Pat Martin's use of off-colour language in a tweet, while physically sitting in the House of Commons, caused a stir throughout the entire country on Wednesday.

Since the incident, discussion about the appropriateness of Martin's 'F-bomb's' has been debated ad nauseam.

What's not being discussed, however, is whether Martin's tweet should be the impetus for Ottawa to ban parliamentarians from tweeting during parliamentary sessions.

215 MPs have Twitter accounts according to Politwitter.ca and many tweet while in the august chamber.

The National Football League has barred its players from tweeting during a game.  Students in many school districts are not allowed to partake in any form of social media during school hours.

Why should it be any different for parliamentarians?

Shouldn't members be focusing on parliamentary business?  Shouldn't they be listening to their colleagues speak on the issues of the day rather than typing on their smart phones?

MPs in Britain recently tackled the issue of tweeting in their parliament.

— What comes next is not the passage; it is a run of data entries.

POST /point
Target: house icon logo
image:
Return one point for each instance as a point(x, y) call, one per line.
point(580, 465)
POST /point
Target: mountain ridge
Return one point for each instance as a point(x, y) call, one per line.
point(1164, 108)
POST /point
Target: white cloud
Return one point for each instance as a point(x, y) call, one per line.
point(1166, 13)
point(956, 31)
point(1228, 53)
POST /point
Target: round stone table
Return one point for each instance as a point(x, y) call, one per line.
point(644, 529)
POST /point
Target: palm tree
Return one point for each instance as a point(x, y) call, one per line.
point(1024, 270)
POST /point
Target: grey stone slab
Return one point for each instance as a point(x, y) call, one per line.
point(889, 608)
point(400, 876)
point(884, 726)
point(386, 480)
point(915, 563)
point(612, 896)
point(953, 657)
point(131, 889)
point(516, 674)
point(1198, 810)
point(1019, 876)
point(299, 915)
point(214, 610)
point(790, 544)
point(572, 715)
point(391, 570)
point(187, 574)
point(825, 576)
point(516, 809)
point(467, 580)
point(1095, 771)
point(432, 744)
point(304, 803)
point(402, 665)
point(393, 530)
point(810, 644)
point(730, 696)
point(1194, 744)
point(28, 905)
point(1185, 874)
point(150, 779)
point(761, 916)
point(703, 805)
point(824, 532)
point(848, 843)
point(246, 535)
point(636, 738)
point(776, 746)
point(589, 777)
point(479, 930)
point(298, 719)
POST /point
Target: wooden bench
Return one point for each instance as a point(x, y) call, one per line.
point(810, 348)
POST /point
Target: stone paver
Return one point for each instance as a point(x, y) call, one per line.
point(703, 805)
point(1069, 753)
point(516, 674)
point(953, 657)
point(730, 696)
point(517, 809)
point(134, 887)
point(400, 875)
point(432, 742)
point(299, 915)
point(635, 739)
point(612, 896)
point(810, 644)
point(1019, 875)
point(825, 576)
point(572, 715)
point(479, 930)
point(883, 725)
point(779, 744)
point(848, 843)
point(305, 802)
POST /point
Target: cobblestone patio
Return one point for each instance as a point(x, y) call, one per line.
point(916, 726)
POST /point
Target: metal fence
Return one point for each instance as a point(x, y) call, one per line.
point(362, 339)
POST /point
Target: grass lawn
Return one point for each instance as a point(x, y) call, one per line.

Liberal Democrat deputy leader, Simon Hughes, argued in favour of the ban stating members distracted by a handheld device would appear "disconnected" from parliament.

"It looks pretty bad if people spend their time in a debate looking at papers that aren't anything to do with it," he told the Commons, according to the Guardian Newspaper.

"I think it looks even less connected with the debate if people spend all their time playing around with bits of electronic machinery. If we're here we should be taking part in the debate … the administration of our lives should happen outside here, not in here."

Despite Hughes' impassioned speech,  British MPs voted against the move to block the use of Twitter by a vote of 206 to 63.

Regardless of the vote in the UK,  shouldn't we be having the debate in this country as well?